Page 25 of The Rebound Plan

I put the finishing touches on my lipgloss, then press my lips together. “If you like it, then yes. That’s what I’m wearing for dinner. This afternoon is jeans.”

“Yeah, okay.” He pauses. “The dress is great. Classier than what some of the other girls are wearing, probably.”

I wince, knowing that’s a dig at Harper, who is unbothered by fashion most of the time and primarily motivated by the function of her clothes, and Kiley, who is actually very fashionable, but also tall and plus-sized—which Max can’t see past. Plus it’s a cottage weekend, for God’s sake. Everyone should wear whatever they like.

But also, we try. All of us. We try to fit in, and be what they want, and we all do our best. I do it because Max demanded it in our marriage contract. Others do it…I guess for love. I wish I still did it for love. That’s there, I think, but there’s resentment piled on top of it.
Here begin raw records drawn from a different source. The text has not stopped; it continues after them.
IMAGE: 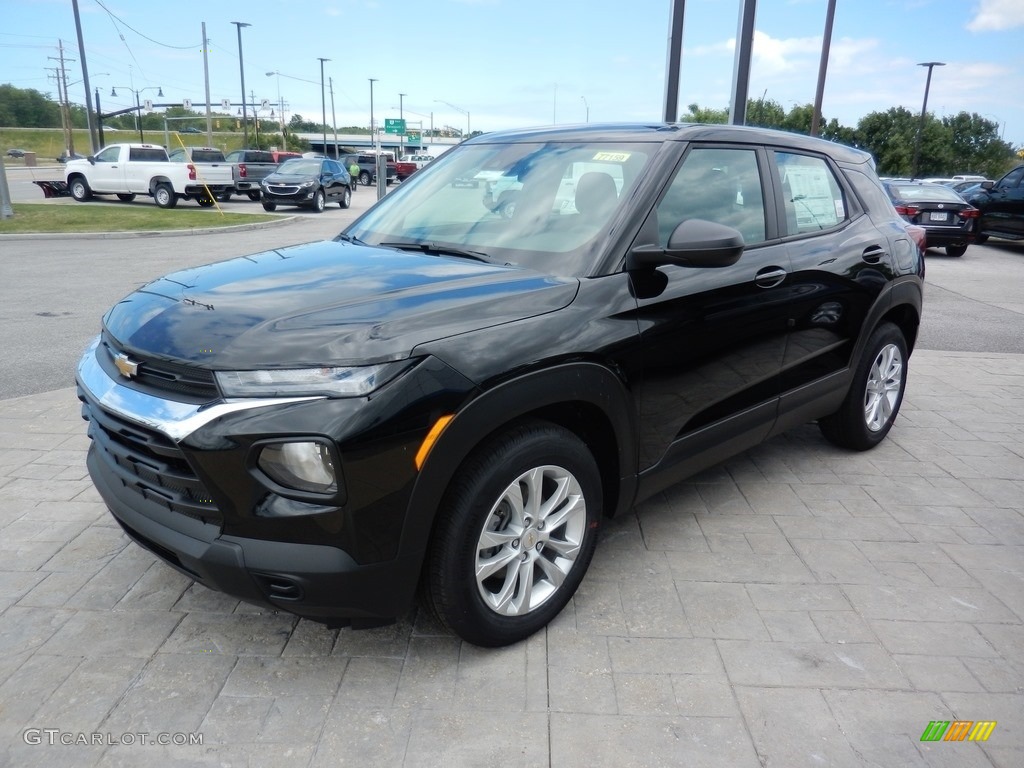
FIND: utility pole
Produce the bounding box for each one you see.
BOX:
[203,22,213,146]
[328,78,338,160]
[47,39,75,158]
[71,0,102,155]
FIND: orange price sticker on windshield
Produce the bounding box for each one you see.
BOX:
[594,152,630,163]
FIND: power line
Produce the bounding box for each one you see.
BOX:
[96,0,202,50]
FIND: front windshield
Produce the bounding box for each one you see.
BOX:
[278,158,319,176]
[345,141,654,276]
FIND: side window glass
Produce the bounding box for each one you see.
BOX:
[657,147,765,246]
[96,146,121,163]
[999,165,1024,189]
[775,152,848,234]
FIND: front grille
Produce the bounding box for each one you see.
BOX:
[78,390,222,523]
[97,333,220,402]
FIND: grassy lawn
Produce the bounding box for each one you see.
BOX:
[0,201,280,234]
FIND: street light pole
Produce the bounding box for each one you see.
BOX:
[317,56,331,157]
[398,93,409,158]
[434,98,470,141]
[910,61,946,178]
[231,22,252,148]
[367,78,377,146]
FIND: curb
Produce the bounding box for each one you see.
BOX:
[0,216,301,243]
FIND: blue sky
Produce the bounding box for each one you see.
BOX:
[0,0,1024,146]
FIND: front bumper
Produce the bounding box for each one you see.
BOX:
[78,343,436,625]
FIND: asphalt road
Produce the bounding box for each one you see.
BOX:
[0,177,1024,399]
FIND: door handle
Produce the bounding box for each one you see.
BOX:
[860,246,886,264]
[754,266,786,288]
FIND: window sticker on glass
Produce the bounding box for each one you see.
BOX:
[594,152,630,163]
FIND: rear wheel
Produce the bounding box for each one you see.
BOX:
[818,323,909,451]
[68,176,92,203]
[153,182,178,208]
[425,422,602,646]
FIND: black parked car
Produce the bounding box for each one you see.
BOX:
[259,158,352,213]
[970,165,1024,243]
[884,181,979,256]
[78,124,925,645]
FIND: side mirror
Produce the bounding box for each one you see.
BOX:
[626,219,746,270]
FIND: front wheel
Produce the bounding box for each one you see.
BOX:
[425,422,602,647]
[68,176,92,203]
[818,323,909,451]
[153,183,178,208]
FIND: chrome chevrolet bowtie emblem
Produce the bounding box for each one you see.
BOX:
[114,352,138,379]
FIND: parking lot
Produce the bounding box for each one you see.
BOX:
[0,183,1024,768]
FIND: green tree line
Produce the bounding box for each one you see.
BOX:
[0,84,1019,178]
[679,99,1019,178]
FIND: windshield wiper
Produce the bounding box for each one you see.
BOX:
[380,243,492,264]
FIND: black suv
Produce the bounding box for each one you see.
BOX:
[969,165,1024,243]
[78,124,925,645]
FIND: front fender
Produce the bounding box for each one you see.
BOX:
[399,362,637,581]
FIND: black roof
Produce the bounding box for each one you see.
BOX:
[466,123,870,164]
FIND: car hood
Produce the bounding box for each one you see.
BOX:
[103,241,579,370]
[263,173,319,184]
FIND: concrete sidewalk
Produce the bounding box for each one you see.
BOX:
[0,351,1024,768]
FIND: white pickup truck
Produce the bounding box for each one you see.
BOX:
[65,144,234,208]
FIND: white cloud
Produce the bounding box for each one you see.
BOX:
[967,0,1024,32]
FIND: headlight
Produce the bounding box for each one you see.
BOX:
[215,360,411,397]
[258,440,338,494]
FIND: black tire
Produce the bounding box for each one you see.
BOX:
[68,176,92,203]
[153,181,178,208]
[818,323,909,451]
[424,422,602,647]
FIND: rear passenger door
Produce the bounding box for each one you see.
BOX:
[769,150,893,412]
[635,144,790,468]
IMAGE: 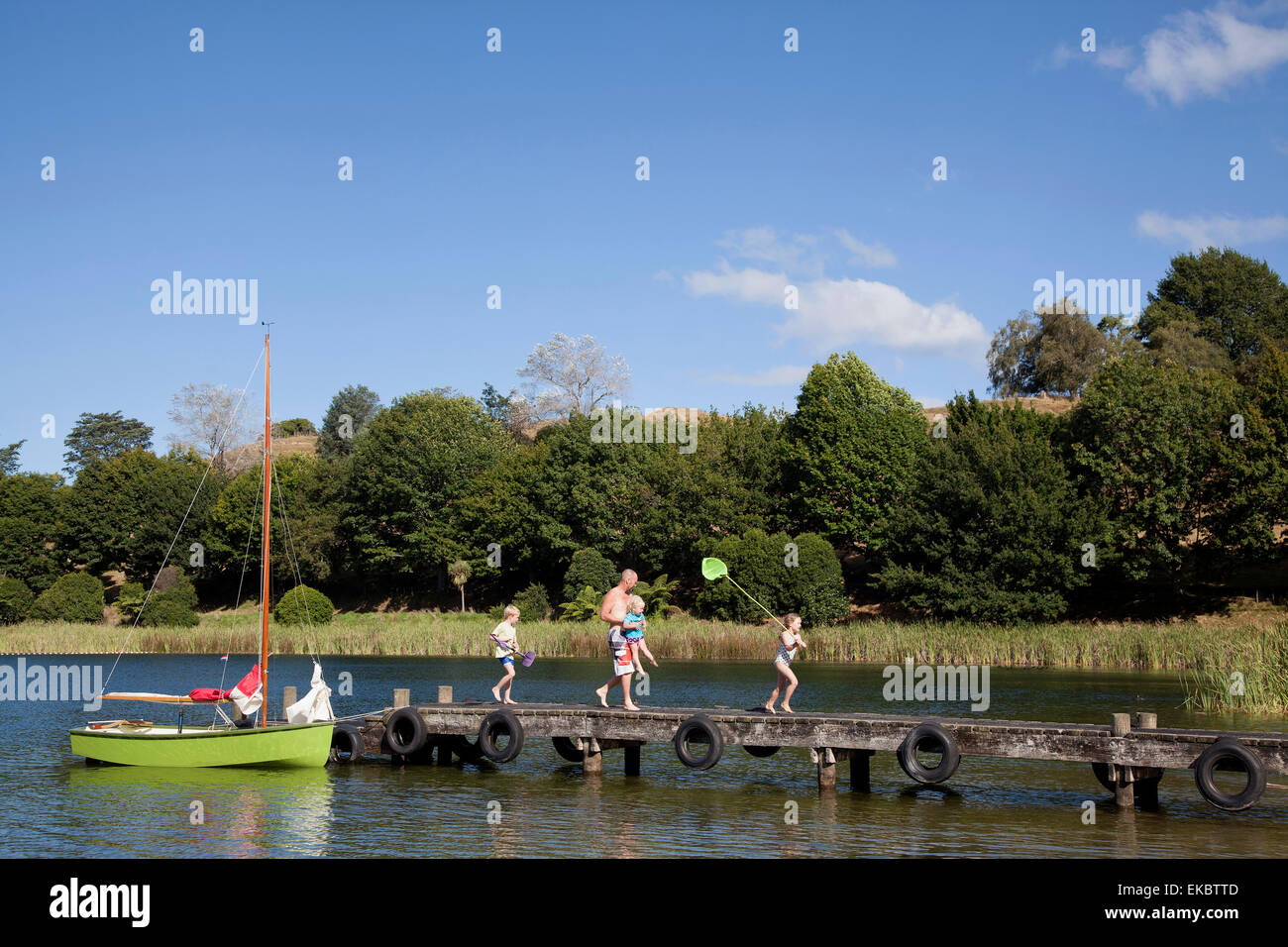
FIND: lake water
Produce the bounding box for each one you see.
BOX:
[0,655,1288,858]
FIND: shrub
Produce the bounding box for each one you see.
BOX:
[781,532,850,625]
[559,585,601,621]
[116,582,149,622]
[136,566,201,627]
[697,530,850,625]
[273,585,335,625]
[696,530,805,621]
[514,582,550,621]
[31,573,104,621]
[563,549,621,601]
[139,600,201,627]
[0,576,33,625]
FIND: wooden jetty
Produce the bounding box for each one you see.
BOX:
[309,686,1288,810]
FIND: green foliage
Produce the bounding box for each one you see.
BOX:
[988,305,1115,398]
[0,576,34,625]
[1137,246,1288,366]
[63,411,152,476]
[1069,359,1231,586]
[563,549,621,599]
[631,573,680,616]
[318,385,381,460]
[556,585,604,621]
[203,454,347,585]
[511,582,550,621]
[116,582,149,624]
[696,530,850,625]
[0,473,67,592]
[273,585,335,625]
[0,438,27,476]
[344,393,515,576]
[273,417,318,437]
[31,573,104,622]
[137,566,201,627]
[783,352,928,549]
[877,391,1107,622]
[59,450,218,578]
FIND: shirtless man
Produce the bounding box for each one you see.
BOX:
[595,570,639,710]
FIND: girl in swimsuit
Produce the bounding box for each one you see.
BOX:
[765,612,805,714]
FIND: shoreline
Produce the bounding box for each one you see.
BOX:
[0,609,1288,672]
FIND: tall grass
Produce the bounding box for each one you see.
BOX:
[1181,621,1288,714]
[0,612,1288,680]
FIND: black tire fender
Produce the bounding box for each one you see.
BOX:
[331,723,362,763]
[478,708,523,763]
[550,737,587,763]
[673,714,724,770]
[896,723,962,784]
[385,707,426,756]
[1194,737,1266,811]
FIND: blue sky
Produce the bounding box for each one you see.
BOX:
[0,3,1288,472]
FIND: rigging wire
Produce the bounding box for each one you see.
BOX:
[103,352,265,690]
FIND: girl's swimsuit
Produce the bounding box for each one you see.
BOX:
[622,612,644,642]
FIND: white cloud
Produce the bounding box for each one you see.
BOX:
[1127,4,1288,106]
[778,279,989,355]
[1136,210,1288,250]
[684,261,791,305]
[836,231,899,266]
[707,365,808,385]
[716,227,821,269]
[1038,44,1136,69]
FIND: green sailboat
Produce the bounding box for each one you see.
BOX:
[69,333,335,767]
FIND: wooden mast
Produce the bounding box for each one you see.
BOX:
[259,329,273,727]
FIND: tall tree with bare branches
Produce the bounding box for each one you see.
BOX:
[516,333,631,419]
Instead of reacting, I focus on giving myself a final critical gaze in the mirror.

Silence stretches between us. He wants me to agree with him, that we’re better than his teammates and their wives and girlfriends. I’m not going to do that. Those women are my friends, and Max’s need to constantly one-up everyone is exhausting.

When I don’t reply, he comes closer, watching me in the mirror.

“Hun,” he murmurs, pressing his front against my back. “What’s wrong?”

“Don’t say that our friends aren’t classy.”

“I didn’t mean anything by it.” He squeezes me tighter, holding extended eye contact in the mirror. It’s unsettling. I hope he can’t tell that I just quietly got myself off in the shower.

How would he know?

Twisting, I put my back to the mirror and wind my arms around his neck. Good wife, good wife, good wife.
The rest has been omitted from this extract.